4. Le cercle vicieux. Des colonies d’abeilles domestiques qui pouvaient survivre presque sans l’intervention de l’homme sont de plus en plus souvent remplacées par des insectes plus fragiles et dépendants de l’homme, pour leur entretien et leur alimentation.

« On est entre 30 et 40 % de mortalité en moyenne dans les colonies, mais on considère cela comme normal ! », se désole notamment Lionel Garnery, maître de conférence à l’université de Versailles, généticien évolutionniste spécialiste des populations d’abeilles, et coordinateur du projet Beehope.

Et le pire reste à venir si l’on ne s’y intéresse pas : quand bien même des apiculteurs éclairés voudraient travailler avec des abeilles noires au patrimoine génétique préservé, il est de plus en plus difficile de se procurer des couvains !

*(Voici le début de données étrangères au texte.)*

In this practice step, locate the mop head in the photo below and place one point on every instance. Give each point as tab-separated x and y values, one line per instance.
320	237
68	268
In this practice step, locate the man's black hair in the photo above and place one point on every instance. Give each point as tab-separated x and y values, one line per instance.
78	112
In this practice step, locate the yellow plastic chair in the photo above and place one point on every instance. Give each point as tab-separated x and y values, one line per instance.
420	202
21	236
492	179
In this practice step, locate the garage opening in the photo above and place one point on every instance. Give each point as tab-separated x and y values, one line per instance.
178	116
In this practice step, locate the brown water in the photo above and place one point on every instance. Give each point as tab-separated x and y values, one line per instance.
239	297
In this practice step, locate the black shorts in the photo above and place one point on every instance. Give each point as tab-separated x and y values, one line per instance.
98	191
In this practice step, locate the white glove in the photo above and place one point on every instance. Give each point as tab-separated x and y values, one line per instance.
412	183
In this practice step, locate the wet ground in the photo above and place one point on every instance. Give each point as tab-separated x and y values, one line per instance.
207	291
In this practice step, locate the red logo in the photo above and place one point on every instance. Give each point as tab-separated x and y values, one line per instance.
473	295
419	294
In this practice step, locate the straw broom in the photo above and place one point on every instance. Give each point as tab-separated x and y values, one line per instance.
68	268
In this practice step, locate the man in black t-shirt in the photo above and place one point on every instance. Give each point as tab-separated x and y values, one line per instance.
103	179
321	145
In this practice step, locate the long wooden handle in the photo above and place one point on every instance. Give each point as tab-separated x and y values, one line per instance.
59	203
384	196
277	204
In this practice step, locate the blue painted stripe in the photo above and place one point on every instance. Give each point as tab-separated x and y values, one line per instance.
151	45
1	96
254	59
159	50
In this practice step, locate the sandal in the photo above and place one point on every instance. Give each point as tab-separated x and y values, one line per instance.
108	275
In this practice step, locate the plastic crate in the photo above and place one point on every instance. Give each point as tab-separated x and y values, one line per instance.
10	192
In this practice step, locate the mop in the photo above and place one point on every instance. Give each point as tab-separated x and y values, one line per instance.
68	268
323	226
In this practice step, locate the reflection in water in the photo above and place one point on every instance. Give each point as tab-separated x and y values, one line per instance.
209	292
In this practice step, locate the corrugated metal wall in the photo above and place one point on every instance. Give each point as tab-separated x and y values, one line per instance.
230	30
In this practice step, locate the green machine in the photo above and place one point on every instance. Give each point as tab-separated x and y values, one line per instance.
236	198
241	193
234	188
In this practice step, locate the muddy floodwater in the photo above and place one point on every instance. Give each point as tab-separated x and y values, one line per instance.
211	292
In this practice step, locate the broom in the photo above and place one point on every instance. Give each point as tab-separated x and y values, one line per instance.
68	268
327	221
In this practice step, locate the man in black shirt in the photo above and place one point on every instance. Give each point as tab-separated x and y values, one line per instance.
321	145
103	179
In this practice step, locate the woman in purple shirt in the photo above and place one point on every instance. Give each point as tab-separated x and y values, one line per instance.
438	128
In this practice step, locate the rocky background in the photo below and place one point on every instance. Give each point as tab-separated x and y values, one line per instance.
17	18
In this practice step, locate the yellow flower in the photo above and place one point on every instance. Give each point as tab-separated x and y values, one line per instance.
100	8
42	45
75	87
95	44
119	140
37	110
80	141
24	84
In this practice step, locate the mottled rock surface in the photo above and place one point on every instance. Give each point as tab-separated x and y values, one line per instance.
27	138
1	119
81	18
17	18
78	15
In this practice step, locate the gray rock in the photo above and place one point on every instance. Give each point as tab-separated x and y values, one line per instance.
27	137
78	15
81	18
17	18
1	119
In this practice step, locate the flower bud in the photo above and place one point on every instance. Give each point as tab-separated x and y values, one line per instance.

 Une abeille noire sur une fleur de Scabiosa atropurpurea à Sète. Christian Ferrer CC BY-SA 4.0

« Si l’on ne fait rien, d’ici dix ans, on perdra ce patrimoine génétique. C’est un vrai problème écologique qui est posé : soit on "domestique" tout à fait l’abeille et nous aurons des abeilles mellifères qui ne pourront plus se passer de l’homme ; soit on conserve une abeille qui peut survivre seule ».

Beehope : un projet en Auvergne et à l'échelle européenne...

Le lycée agricole des Combrailles à Saint-Gervais-d’Auvergne et le laboratoire micro-organismes génome environnement (UMR CNRS/université Blaise-Pascal/UDA 6023) sont partenaires d’un vaste programme européen dédié à l’apiculture durable en général et à la préservation et valorisation des abeilles domestiques noire et ibérique.

Avec eux, le projet Beehope réunit cinq partenaires sur un axe nord-sud : le laboratoire Évolution génome comportement et écologie de Gif-sur-Yvette, le centre d’études biologique de Chizé (CNRS), le centre Inra Poitou-Charentes, l’université basque d’Espagne et l’Institut polytechnique de Braganca (Portugal), les partenaires auvergnats.

Ils ont décroché un budget européen de 476.000 € sur trois ans pour ouvrir le dialogue et mettre en place l’union de conservatoires. Beehope a aussi pour vocation de créer une dynamique entre les citoyens, les apiculteurs, les élus, les scientifiques et les formateurs.

Ce vaste projet a été présenté jeudi 5 mars à 13 heures, au lycée agricole des Combrailles, qui offre une formation apicole depuis 1984 et qui conserve le patrimoine génétique de l’abeille noire en Auvergne. Il aura cinq objectifs principaux :

1. Caractériser la diversité génétique et éco-éthologique de la lignée d’Europe occidentale.

2. Protéger, préserver la diversité génétique de ces populations.

3. Constituer une réserve de diversité utilisable par l’industrie apicole et les apiculteurs.

4. Étudier l’impact des colonies d’abeille mellifère domestiquées dans l’entretien de la diversité floristique locale.

5. Pouvoir employer l’abeille comme bio-collecteur et comme indicateur biologique de qualité environnementale.